Em 1991, a Itália mostrou ao mundo os românticos minutos de “Mediterrâneo”. Conta, na década de 1940, a missão de combatentes de ocuparem uma ilha grega no Mediterrâneo. Esses europeus da “Velha Bota”, puxados por um sargento, desembarcam com relativo sucesso. Mas se deparam com o nada. Ninguém estava lá. O navio que os trouxe é afundado e o rádio quebra. Dias passam, e a população local retorna. Os soldados italianos, então, vivem o cotidiano do lugar. A II Guerra termina e eles não sabem se conseguirão largar aquele mundo paradisíaco.

A comédia “Mediterrâneo” arrebatou o Oscar de filme estrangeiro e comoveu o público. Gabriele Salvatores, responsável pela direção, ajeitou o elenco de desconhecidos (Diego Abatantuono, Cláudio Bigagli, Ugo Conti, Vasco Mirandola, entre outros) e o transformou em celebridade abrilhantada e sustentada por um talento inquestionável.

“Falcão Negro em Perigo” (2001), sobre a guerra civil na Somália, deixou arrepiados os espectadores. As cenas da guerrilha, onde sangue jorrava sem cessar, além dos efeitos realistas causados pela excelente maquiagem, deslocou o filme para a categoria “salve-se quem puder”. Takes como dedos mutilados, cabeças atingidas, socorro aos soldados feridos e a austeridade dos comandantes do Tio Sam, polemizaram bastante. Sob batuta firme do diretor Ridley Scott, “Falcão Negro em Perigo” esteve entre os cinco mais votados no quesito “filme” no Oscar.

No Brasil, as revoluções e passeatas contra o golpe de 1964 (guerra dos militares contra o povo, não só comunistas) foram pouquíssimo exploradas. “Prá Frente Brasil” (1982), dirigido e roteirizado por Roberto Farias, trata da Copa do Mundo de 1970 com visão obscurecida pelas torturas dos agentes do governo. No elenco, Elizabeth Savalla, Reginaldo Farias e Antônio Fagundes dão o ritmo à rede de traições, intrigas, prisões, tiros e denúncias falsas na época em que apenas pensar dava motivos modestos para se matar uma pessoa ou trancafiá-la até a morte.

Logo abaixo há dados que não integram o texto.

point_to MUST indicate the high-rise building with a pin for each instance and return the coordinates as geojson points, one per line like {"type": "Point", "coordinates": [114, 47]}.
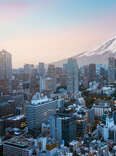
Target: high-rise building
{"type": "Point", "coordinates": [92, 72]}
{"type": "Point", "coordinates": [63, 127]}
{"type": "Point", "coordinates": [40, 109]}
{"type": "Point", "coordinates": [41, 69]}
{"type": "Point", "coordinates": [5, 65]}
{"type": "Point", "coordinates": [52, 74]}
{"type": "Point", "coordinates": [28, 69]}
{"type": "Point", "coordinates": [111, 69]}
{"type": "Point", "coordinates": [72, 76]}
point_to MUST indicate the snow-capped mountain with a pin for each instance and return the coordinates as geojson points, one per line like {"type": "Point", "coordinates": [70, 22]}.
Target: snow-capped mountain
{"type": "Point", "coordinates": [109, 46]}
{"type": "Point", "coordinates": [99, 55]}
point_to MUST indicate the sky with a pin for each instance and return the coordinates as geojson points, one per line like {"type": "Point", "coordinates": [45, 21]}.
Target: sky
{"type": "Point", "coordinates": [36, 31]}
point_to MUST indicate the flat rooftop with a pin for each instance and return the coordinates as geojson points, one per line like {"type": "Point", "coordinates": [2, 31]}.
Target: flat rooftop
{"type": "Point", "coordinates": [19, 141]}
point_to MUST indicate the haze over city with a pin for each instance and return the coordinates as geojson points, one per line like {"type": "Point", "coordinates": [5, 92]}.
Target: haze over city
{"type": "Point", "coordinates": [51, 30]}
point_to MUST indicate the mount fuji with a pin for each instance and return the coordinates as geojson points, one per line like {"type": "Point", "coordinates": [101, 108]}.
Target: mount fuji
{"type": "Point", "coordinates": [98, 56]}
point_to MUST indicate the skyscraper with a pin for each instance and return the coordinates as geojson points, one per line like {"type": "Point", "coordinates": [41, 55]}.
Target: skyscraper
{"type": "Point", "coordinates": [92, 72]}
{"type": "Point", "coordinates": [39, 111]}
{"type": "Point", "coordinates": [72, 76]}
{"type": "Point", "coordinates": [5, 65]}
{"type": "Point", "coordinates": [41, 69]}
{"type": "Point", "coordinates": [111, 69]}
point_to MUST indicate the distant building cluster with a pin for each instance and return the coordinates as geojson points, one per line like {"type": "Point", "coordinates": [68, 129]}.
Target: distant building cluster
{"type": "Point", "coordinates": [47, 110]}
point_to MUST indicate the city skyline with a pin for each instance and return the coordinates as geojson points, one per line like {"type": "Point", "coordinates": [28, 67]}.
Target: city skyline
{"type": "Point", "coordinates": [51, 30]}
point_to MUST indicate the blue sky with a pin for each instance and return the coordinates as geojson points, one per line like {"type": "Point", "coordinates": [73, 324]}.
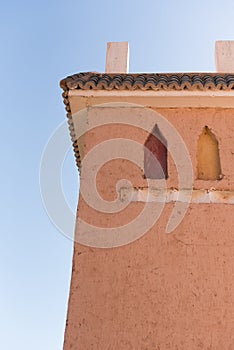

E há, obviamente, muitos outros derramamentos de lágrimas por batalhas motivadas entre gente que mal se conhecia e, por falta de espaço, não foram relacionadas aqui. O cinema, com isso, agradece, pois já dizia o Padre Antônio Vieira: “Nem Deus está seguro numa guerra”. O jeito é delir a realidade.